One question though - anyone know of any videos showing how to "knit one stitch below"???

PeterC.

labeelady
09-01-2009, 09:35 PM
One question though - anyone know of any videos showing how to "knit one stitch below"???


No video, but there are good pics.

http://www.maggiesrags.com/tips_knit_below.htm

http://techknitting.blogspot.com/2008/12/knitting-into-stitch-below.html

http://www.morehousefarm.com/Knitting/Tips/PatternStitches/

suzeeq
09-01-2009, 11:25 PM
And one more tutorial with pictures - Knitting Fiend Fisherman’s Rib (http://www.thedietdiary.com/blog/lucia/291)

melmac51
09-02-2009, 11:10 AM
Welcome to the forum Christina and Peter C! This is a very friendly place to learn.

guitarpena
09-03-2009, 09:56 AM
Hi, my name is John and I have been crochetting for about 18 years and just started to knit. I can cast on, knit, purl, and have done cable patterns and binding for practice. One thing, is the first stich and last stich on the needle going to be loose compared to the other stiches? Also, I'm doing a sweater, I've casted on 67 st and have done about 6 inches of work. I'm using size 8 needle as instruced and my stiches are tight but not to tight. How can I make the transition from left needle to right needle more easier?

suzeeq
09-03-2009, 05:21 PM
It's common, especially when learning, for the end sts to be a bit loose. One way to minimize that is to work your first st, pull the yarn a bit, which takes up the slack in the last st on the previous row. Then knit the next couple sts (not all of them) a little tighter.

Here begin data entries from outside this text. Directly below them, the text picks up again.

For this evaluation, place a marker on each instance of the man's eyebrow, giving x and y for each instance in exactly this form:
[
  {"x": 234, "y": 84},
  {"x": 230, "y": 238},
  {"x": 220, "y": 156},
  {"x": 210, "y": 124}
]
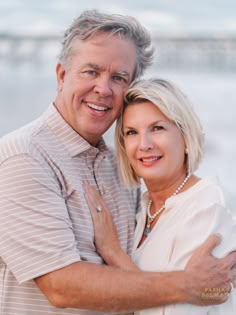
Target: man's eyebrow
[{"x": 125, "y": 73}]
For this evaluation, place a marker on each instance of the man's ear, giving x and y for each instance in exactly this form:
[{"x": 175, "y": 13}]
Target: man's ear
[{"x": 60, "y": 72}]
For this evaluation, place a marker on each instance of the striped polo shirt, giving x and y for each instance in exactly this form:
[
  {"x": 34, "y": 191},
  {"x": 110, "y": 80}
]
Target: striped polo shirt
[{"x": 45, "y": 223}]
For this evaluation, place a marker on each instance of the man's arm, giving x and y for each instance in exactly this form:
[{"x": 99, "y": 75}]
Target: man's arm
[{"x": 104, "y": 288}]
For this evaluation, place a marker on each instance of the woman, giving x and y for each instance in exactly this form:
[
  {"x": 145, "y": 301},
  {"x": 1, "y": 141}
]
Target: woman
[{"x": 159, "y": 140}]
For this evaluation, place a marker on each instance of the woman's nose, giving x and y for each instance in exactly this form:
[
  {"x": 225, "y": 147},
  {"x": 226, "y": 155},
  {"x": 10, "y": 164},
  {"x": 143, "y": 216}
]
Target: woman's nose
[{"x": 145, "y": 143}]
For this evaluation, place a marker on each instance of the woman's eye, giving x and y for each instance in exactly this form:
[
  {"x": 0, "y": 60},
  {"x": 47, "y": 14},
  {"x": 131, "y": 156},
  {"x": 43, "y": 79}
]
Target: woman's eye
[
  {"x": 156, "y": 128},
  {"x": 130, "y": 132}
]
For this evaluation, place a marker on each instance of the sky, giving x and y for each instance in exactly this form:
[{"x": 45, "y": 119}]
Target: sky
[{"x": 175, "y": 17}]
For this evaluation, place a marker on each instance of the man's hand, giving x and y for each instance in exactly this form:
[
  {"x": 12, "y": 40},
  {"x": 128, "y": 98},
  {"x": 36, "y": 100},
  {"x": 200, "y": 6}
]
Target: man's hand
[{"x": 211, "y": 276}]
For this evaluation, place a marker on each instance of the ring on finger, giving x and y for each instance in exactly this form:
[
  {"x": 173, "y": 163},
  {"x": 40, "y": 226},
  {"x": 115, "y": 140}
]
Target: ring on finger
[
  {"x": 99, "y": 208},
  {"x": 231, "y": 287}
]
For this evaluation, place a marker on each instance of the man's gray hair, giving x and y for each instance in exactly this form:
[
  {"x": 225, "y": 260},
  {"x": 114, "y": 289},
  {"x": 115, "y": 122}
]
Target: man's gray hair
[{"x": 92, "y": 22}]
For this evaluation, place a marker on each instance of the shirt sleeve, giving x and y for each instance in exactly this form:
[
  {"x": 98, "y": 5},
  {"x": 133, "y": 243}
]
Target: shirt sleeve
[{"x": 36, "y": 235}]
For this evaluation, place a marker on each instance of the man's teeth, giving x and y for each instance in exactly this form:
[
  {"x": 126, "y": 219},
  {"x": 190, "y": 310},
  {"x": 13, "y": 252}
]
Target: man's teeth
[{"x": 100, "y": 108}]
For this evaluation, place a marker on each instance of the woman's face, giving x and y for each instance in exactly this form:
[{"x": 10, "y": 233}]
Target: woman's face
[{"x": 154, "y": 145}]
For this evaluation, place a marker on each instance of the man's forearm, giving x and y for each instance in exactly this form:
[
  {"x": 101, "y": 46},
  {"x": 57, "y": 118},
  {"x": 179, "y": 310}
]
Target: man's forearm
[{"x": 103, "y": 288}]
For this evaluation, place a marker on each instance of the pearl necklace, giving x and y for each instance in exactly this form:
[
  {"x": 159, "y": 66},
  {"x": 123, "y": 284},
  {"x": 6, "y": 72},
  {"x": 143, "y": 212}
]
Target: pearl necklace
[{"x": 150, "y": 217}]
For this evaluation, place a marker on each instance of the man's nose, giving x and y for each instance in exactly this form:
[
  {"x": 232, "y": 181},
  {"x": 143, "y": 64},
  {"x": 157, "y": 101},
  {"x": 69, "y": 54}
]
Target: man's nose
[{"x": 103, "y": 86}]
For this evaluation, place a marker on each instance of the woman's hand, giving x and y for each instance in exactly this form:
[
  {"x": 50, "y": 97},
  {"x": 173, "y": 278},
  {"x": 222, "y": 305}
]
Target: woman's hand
[{"x": 106, "y": 238}]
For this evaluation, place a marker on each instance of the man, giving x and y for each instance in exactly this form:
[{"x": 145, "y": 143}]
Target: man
[{"x": 49, "y": 264}]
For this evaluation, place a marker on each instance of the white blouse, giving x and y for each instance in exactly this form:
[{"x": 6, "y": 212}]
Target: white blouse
[{"x": 188, "y": 219}]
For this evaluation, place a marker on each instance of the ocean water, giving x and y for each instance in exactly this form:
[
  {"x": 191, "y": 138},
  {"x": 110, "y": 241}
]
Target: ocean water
[{"x": 27, "y": 88}]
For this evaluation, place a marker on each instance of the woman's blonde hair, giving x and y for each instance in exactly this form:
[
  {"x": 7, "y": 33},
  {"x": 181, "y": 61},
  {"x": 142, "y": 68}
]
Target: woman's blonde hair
[{"x": 175, "y": 106}]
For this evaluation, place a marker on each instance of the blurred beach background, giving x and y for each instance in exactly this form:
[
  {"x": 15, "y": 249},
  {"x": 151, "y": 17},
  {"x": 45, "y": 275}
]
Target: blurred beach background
[{"x": 195, "y": 47}]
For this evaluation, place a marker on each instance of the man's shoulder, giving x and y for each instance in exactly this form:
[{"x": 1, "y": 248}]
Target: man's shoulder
[{"x": 20, "y": 141}]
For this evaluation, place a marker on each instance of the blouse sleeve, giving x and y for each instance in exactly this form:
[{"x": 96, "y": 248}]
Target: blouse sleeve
[{"x": 195, "y": 230}]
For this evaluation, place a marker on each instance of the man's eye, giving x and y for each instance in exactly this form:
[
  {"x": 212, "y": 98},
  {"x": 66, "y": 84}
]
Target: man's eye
[
  {"x": 156, "y": 128},
  {"x": 120, "y": 79},
  {"x": 91, "y": 72}
]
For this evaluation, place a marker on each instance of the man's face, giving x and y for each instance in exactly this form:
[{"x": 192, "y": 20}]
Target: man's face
[{"x": 91, "y": 91}]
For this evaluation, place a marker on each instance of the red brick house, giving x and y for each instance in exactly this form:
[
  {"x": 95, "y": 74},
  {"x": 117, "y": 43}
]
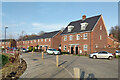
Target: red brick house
[
  {"x": 113, "y": 42},
  {"x": 45, "y": 41},
  {"x": 84, "y": 36},
  {"x": 7, "y": 43}
]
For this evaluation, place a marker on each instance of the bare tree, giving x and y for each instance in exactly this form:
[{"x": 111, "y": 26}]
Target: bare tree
[{"x": 41, "y": 32}]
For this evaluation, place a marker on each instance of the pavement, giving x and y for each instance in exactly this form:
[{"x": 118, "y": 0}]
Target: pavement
[{"x": 89, "y": 68}]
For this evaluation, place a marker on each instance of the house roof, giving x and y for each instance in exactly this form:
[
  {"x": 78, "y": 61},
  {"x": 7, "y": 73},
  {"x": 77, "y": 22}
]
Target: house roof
[
  {"x": 77, "y": 25},
  {"x": 45, "y": 35},
  {"x": 114, "y": 39},
  {"x": 7, "y": 40}
]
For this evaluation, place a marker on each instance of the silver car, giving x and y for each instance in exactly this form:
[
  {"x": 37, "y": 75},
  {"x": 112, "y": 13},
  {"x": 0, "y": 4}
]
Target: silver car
[
  {"x": 102, "y": 54},
  {"x": 53, "y": 51}
]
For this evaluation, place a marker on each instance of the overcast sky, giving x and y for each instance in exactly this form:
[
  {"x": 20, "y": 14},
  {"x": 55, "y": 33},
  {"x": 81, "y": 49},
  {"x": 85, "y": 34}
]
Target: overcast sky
[{"x": 33, "y": 17}]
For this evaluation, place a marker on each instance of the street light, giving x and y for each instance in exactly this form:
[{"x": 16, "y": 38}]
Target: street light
[{"x": 5, "y": 36}]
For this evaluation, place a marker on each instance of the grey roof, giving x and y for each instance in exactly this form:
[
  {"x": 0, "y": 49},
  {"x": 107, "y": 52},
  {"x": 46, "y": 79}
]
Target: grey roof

Those tighter sts will be able to take up the excess yarn that happens from one stitch to another across the row. You should be able to see a difference after a few rows. When you seam the sweater, the loose sts are likely to be noticeable, so you don't need to start over.

PeterC
09-13-2009, 11:57 AM
I experienced the same but learned on this site that a simple way around the problem is to simply slip every first stitch over to the new needle when beginning a new row. Don't knit it. Make sure that when you slip the stitch over, you position the yarn as knit or purl as stipulated in the pattern. You'll find that the edging becomes much neater. Once you get up a bit of practice, you can start to "pull on the yarn a bit" to tighten everything up and to make it look even neater.
There's a short vid. on this site to show you how it's done.

Peter C.

mathwizard
09-14-2009, 06:59 AM
Welcome to the group! I read all the advice and all I can say is use whichever you feel comfortable doing. I was taught both by my mother eons ago. Slipping stitches gives a nice edge for seaming but with practice the making of your end stitches will get better mine did.